Art feels as though he is trapped behind a mask involuntarily at times although too. The mask he wears during the second version of Maus is representational to the feelings he has of being trapped beneath the success of the first volume, the death of his father, his self-consciousness, and the Holocaust as a whole(Speigelman 41-46). He is being held prisoner to these thoughts, and the mask is a constant symbolic reminder of them to him. The mouse mask is a way to show that after the effects of all these elements, he does not truly feel like himself. The mask is also a reminder to his character in the book, which is provokes the guilt of his success, the guilt he feels of the Holocaust, and the guilt he feels of ridiculing his father’s story.
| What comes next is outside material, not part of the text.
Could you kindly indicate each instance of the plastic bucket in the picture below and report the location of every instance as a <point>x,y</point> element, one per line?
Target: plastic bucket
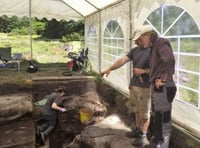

Art’s psychiatrist, Pavel, is somewhat a prisoner of a mask of his own. Pavel’s mask represents of his feelings of being embedded in his own past. Pavel does anything in his power to try to forget, and some could say pardon, the occurrence of the Holocaust in his life. He became a psychiatrist, to try and help people better understand and cope with problems of their own. He also fosters strayed cats and dogs (Speigelman 43-46). This could be taken as an indication that he wants to care for as much as he can, because he wants to do the exact opposite of what was done unto him. The mask drawn on Pavel represents that he has found methods to cope with his haunting past, but has not forgotten about it. He is still Jewish, is still a Holocaust survivor, and is still somewhat a “mouse” within the story, but that is no longer what defines him. There is a person underneath the mask, and underneath the titles. The mask will always be there for Pavel, like the Holocaust, but that’s not all there is to it. There is always the person underneath the mask.
It is clear that there are many meanings behind Art’s depiction of masks throughout the creation of Maus. The meanings range from one extreme to another. It is appropriate for this variation throughout the story since masks can hold different meanings to different people. Masks have countless uses and are endlessly symbolic.